Anderson’s biography reveals a man not incompetent or inflexible but an officer who rose to his position by merit starting after his switching from a teaching career at Western Military Academy in Upper Alton, Illinois for the Army itself when he was awarded an Army officer’s commission in 1902 without having set foot in the grounds of the US Military Academy thanks to strong interest shown in the military which manifested itself in grades of 100 while taking classes in the Military Department at the University of Illinois when he studied to be a teacher.
Anderson depicts in crisp, matter-of-fact prose Short’s rise from that point up and up through the US Army acquiring many good marks from his superiors along the way. A time in which he also won a good woman’s heart, and which saw a son enter their lives whom would be their pride and joy; a son who chose to follow his dad into the Army, launching his own military career when he donned the “cadet grey” of West Point.
Then we get to Short’s fateful appointment to Hawaii, the Japanese attack, Short’s subsequent relief and retirement from the Army, the slew of investigations he appeared before, and then his untimely death in September of 1949.
Anderson argues with effect that Short was not alone in his concerns about sabotage in the Hawaiian islands from local Japanese and that while the “war warning” message sent to the US Navy was direct and to the point, the message sent by the Army to Short was not. He also levels blame where it is due on Short’s superiors without letting Short himself off the hook for his own errors.
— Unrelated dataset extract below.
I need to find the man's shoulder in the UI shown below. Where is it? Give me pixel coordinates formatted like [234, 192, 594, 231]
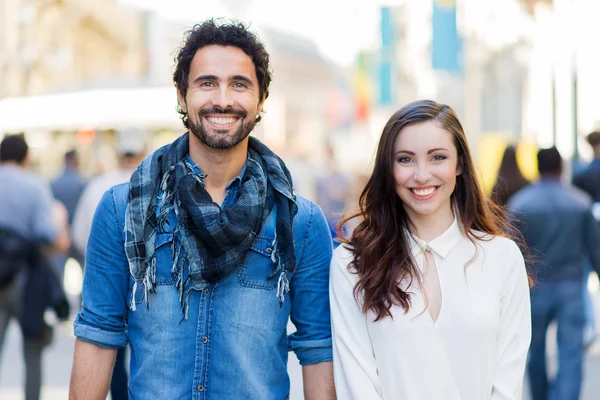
[103, 182, 129, 220]
[296, 194, 322, 222]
The only complaints I would have about the book is that Anderson devoted too little text to Short’s experiences during the attack itself (two pages) and the footnotes for information derived from the transcripts from the 1945 US Senate investigation into Pearl Harbor sometimes do not match, apparently due to poor editing work on whoever edited Anderson’s work after his untimely death.
Nevertheless, this book is a must for those interested in the attack on Pearl Harbor.